Но кожу всё-таки с Сашки сняли. И роды приняли. Правда, умер он не от этого. А оттого, что, кажется, Павел Борисович доказал проникновение раковой опухоли размером с куриное яйцо в Сашкин мозг. Пришлось, ампутировать мальчику мозг, вместе с головой.

Я очень уважаю и, прямо даже так скажу: люблю нашу отечественную медицину!

Когда человек болеет, он находится в подвешенном состоянии: то ли он движется в сторону смерти, то ли в сторону выздоровления. Но совсем здоровым быть не возможно — это вполне доказано современной наукой. Поэтому все мы движемся в сторону смерти, нежели в сторону выздоровления.
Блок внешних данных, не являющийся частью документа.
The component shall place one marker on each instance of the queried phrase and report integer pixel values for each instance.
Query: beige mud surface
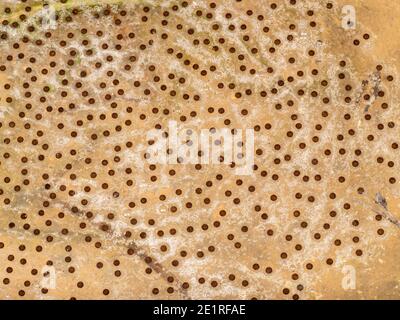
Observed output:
(84, 212)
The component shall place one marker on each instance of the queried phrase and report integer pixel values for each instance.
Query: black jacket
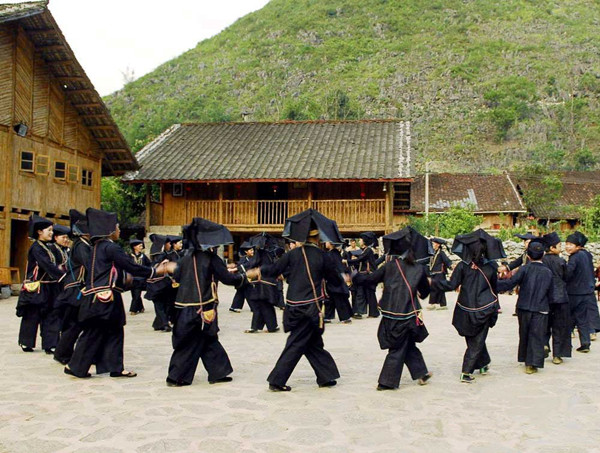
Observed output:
(399, 300)
(211, 269)
(439, 263)
(300, 290)
(580, 273)
(536, 291)
(331, 286)
(558, 267)
(477, 303)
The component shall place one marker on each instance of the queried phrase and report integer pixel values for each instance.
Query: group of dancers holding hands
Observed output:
(73, 294)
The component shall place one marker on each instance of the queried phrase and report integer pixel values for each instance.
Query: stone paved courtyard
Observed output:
(43, 410)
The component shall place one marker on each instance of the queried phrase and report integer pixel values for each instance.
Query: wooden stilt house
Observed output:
(252, 176)
(56, 135)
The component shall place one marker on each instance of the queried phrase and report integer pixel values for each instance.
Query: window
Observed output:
(42, 165)
(178, 189)
(27, 161)
(86, 177)
(73, 174)
(60, 170)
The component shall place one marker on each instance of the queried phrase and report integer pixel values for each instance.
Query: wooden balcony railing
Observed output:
(236, 214)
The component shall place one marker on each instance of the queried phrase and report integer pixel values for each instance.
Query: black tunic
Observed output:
(399, 304)
(210, 270)
(107, 267)
(558, 267)
(41, 267)
(580, 273)
(537, 288)
(477, 303)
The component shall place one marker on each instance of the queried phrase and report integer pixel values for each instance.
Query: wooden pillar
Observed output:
(389, 207)
(220, 203)
(148, 207)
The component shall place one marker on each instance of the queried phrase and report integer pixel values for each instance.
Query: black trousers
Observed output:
(559, 329)
(305, 339)
(366, 300)
(438, 296)
(238, 299)
(137, 305)
(532, 332)
(339, 302)
(263, 314)
(407, 354)
(476, 356)
(161, 320)
(580, 316)
(195, 346)
(34, 316)
(101, 342)
(593, 314)
(71, 329)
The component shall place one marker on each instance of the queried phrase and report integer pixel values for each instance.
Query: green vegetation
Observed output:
(457, 220)
(485, 84)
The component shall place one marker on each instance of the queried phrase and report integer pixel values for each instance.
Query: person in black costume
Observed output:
(337, 295)
(365, 263)
(261, 294)
(195, 332)
(533, 305)
(306, 266)
(246, 253)
(139, 284)
(102, 313)
(56, 311)
(476, 309)
(401, 326)
(439, 265)
(74, 281)
(559, 318)
(159, 289)
(36, 296)
(580, 288)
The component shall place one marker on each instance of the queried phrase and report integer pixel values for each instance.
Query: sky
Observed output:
(111, 38)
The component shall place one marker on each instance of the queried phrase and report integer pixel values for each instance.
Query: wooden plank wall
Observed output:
(30, 94)
(6, 75)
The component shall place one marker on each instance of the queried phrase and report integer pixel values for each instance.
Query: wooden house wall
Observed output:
(31, 95)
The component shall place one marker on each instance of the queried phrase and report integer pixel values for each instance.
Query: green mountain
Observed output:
(488, 85)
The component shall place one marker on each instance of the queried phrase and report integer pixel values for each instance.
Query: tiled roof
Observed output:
(579, 189)
(291, 150)
(42, 29)
(486, 193)
(15, 11)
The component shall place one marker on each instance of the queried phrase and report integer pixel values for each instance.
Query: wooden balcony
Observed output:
(270, 215)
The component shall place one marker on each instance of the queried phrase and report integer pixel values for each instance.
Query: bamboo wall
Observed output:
(240, 208)
(30, 94)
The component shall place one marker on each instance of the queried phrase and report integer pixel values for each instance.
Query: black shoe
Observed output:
(123, 373)
(70, 373)
(218, 381)
(61, 361)
(173, 383)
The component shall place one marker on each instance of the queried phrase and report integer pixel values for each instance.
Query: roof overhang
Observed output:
(39, 24)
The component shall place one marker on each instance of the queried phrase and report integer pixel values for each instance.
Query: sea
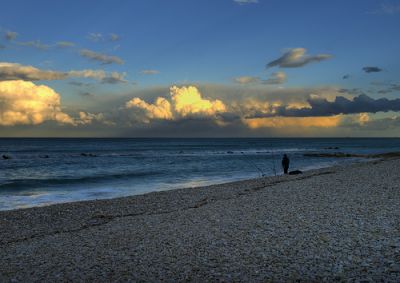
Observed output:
(44, 171)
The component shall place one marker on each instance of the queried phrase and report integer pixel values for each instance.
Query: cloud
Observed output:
(293, 122)
(114, 78)
(35, 44)
(372, 69)
(149, 72)
(14, 71)
(65, 44)
(244, 2)
(10, 35)
(161, 109)
(103, 58)
(24, 103)
(247, 80)
(341, 105)
(184, 102)
(95, 37)
(114, 37)
(297, 57)
(276, 78)
(86, 94)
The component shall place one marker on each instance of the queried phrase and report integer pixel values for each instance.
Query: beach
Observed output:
(333, 224)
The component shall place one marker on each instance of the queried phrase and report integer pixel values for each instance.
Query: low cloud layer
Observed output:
(341, 105)
(14, 71)
(297, 57)
(100, 57)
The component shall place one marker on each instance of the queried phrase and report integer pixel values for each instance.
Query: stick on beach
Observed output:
(338, 223)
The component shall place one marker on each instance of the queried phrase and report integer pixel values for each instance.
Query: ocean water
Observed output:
(47, 171)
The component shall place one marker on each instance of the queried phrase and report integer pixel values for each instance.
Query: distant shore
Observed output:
(328, 224)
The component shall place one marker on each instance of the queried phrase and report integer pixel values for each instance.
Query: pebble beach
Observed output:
(333, 224)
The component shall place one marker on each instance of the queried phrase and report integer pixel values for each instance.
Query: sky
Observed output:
(200, 68)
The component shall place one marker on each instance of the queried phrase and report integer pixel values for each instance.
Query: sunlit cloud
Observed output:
(149, 72)
(24, 103)
(341, 105)
(102, 58)
(14, 71)
(184, 102)
(293, 122)
(297, 57)
(247, 80)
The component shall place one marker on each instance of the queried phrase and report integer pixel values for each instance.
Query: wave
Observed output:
(24, 184)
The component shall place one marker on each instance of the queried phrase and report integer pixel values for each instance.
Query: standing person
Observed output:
(285, 163)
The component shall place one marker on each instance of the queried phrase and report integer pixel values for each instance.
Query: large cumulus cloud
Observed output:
(25, 103)
(185, 101)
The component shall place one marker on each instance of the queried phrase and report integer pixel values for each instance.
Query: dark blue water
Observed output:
(45, 171)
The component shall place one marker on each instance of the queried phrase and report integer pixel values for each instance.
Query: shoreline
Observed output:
(361, 159)
(161, 219)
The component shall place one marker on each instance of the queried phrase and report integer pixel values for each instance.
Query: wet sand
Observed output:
(332, 224)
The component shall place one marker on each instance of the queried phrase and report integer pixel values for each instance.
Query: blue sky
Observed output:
(201, 42)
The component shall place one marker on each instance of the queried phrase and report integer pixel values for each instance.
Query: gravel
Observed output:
(333, 224)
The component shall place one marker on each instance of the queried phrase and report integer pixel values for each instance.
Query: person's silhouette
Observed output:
(285, 163)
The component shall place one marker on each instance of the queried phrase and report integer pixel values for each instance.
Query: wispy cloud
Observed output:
(370, 69)
(275, 78)
(95, 37)
(10, 35)
(65, 44)
(100, 57)
(244, 2)
(35, 44)
(149, 72)
(297, 57)
(319, 107)
(14, 71)
(247, 80)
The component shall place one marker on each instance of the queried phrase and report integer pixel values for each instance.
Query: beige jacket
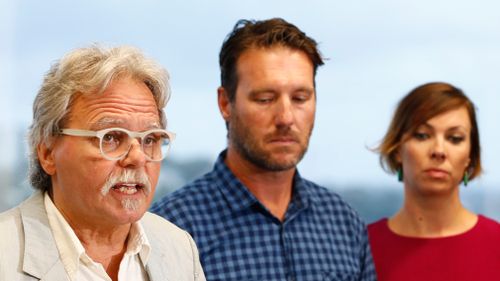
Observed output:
(28, 250)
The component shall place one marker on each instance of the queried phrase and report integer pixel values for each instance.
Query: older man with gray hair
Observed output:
(97, 140)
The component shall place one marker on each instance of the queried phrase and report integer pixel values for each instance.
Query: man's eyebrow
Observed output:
(458, 127)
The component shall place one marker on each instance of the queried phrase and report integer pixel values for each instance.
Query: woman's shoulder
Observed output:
(489, 225)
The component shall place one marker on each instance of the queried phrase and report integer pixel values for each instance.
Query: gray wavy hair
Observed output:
(87, 71)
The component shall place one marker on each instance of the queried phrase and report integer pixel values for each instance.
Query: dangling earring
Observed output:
(466, 178)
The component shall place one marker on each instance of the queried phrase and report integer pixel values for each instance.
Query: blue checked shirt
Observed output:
(321, 238)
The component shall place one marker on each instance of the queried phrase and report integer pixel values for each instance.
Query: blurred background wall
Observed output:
(377, 51)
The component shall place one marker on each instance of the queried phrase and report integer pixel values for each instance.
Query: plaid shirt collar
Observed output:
(239, 198)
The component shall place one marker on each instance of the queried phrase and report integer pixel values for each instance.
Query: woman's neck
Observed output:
(432, 216)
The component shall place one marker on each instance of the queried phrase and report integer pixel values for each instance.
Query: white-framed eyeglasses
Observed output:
(115, 143)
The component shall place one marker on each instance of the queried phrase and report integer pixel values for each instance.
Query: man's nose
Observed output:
(284, 112)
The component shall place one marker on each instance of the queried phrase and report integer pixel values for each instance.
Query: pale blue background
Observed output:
(377, 51)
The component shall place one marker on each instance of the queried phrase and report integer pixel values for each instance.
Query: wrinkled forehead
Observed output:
(123, 103)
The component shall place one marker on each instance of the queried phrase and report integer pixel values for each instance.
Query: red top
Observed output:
(470, 256)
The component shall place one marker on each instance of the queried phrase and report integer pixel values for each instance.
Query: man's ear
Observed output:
(224, 103)
(46, 158)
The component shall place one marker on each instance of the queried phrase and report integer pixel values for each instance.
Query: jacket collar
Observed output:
(39, 239)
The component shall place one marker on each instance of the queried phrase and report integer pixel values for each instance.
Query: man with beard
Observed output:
(97, 140)
(254, 217)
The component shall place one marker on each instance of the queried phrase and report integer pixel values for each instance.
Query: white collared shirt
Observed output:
(80, 267)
Отсюда легко сделать уже напрашивающийся промежуточный вывод о том, что мертвец представляет собой более устойчивый и стабильный субъект. А в нашем существовании, как известно, ничего более достойного устойчивости и стабильности не бывает.

И теперь делаем заключительный вывод о том, что медицина приносит обществу больше пользы, если помогает человеку стать поскорее мёртвым.